Thinking back over my 35 years as a professional caregiver, I’d probably be realistic in estimating that a good 50% of my patients/clients were not overly excited about having someone come in to help in the house, or take over the driving, or assist in their health care. Often I was brought in by a family member who knew that their parent(s) needed extra care. Some clients hired me on their own, but even they had some reluctance. Most of my clients were independent, professional people before they retired; and some still led fairly active lives when I entered into the picture. I believe the turning point in their reluctance came when they realized I was there to enhance their quality of life rather than take charge of it.
It’s never easy to admit that some things are more difficult to do as we age, and even more difficult should we become ill. It’s never easy to give up one’s independence in any area. I think that perhaps giving up driving was one of the toughest losses of independence that I observed in my clients. Yet, after a while they all seemed to rather enjoy being chauffeured around the town, without the headache of driving any more.

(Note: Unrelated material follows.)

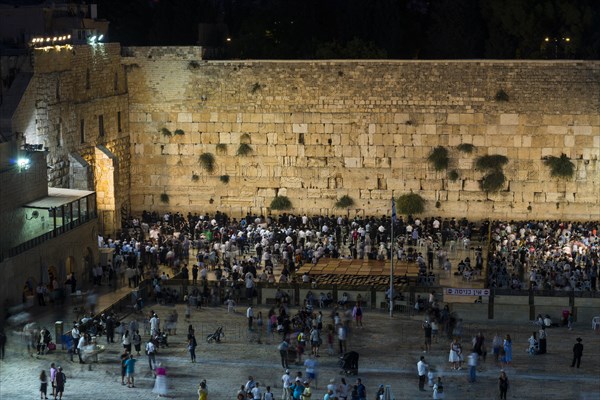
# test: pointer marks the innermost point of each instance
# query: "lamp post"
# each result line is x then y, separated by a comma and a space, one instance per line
557, 42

As I mentioned in my prior post, I treat my clients/patients as family, and as I would want to be treated. The Golden Rule always applies in caregiving.
So it seems that the longer I was a caregiver for the patient/client, the more like family we became to one another. We acted as a team, and as a family. We celebrated birthdays and holidays. And on some occasions I invited a client to come spend a Thanksgiving or a Christmas Eve with me and my own family.
Depending upon the needs of each client, I often worked for a few clients per week. Many of my clients came to me by referral, so frequently a few of them were long-time friends or perhaps relatives. One treasured memory I keep in my heart is when a few of the clients who were friends gave me a baby shower! It was the most precious party, filled with love! They were all so excited, and so was I! And many of these women became grandmas to my baby girl, who came to work with me until she was old enough for daycare. They held her, and cooed at her, and treated her like a granddaughter.
I’ll close today’s post with some advice — if you are new to the caregiving business or even if you are caring for a family member, acknowledge their initial reluctance; but feel encouraged that it gets better in a very short time.
Tomorrow I want to share a story of a wonderful blessing with you. Until then, keep smiling and make it a great day!
Keep it coming Kathy. One thing to see you cover: Family members in the home who are uncomfortable with having you in (privacy issues seen as intrusion) the home. Even when they know help has to be there for their rest and comfort.
That is a great topic, Kinny! I will work that one in — so much to cover!!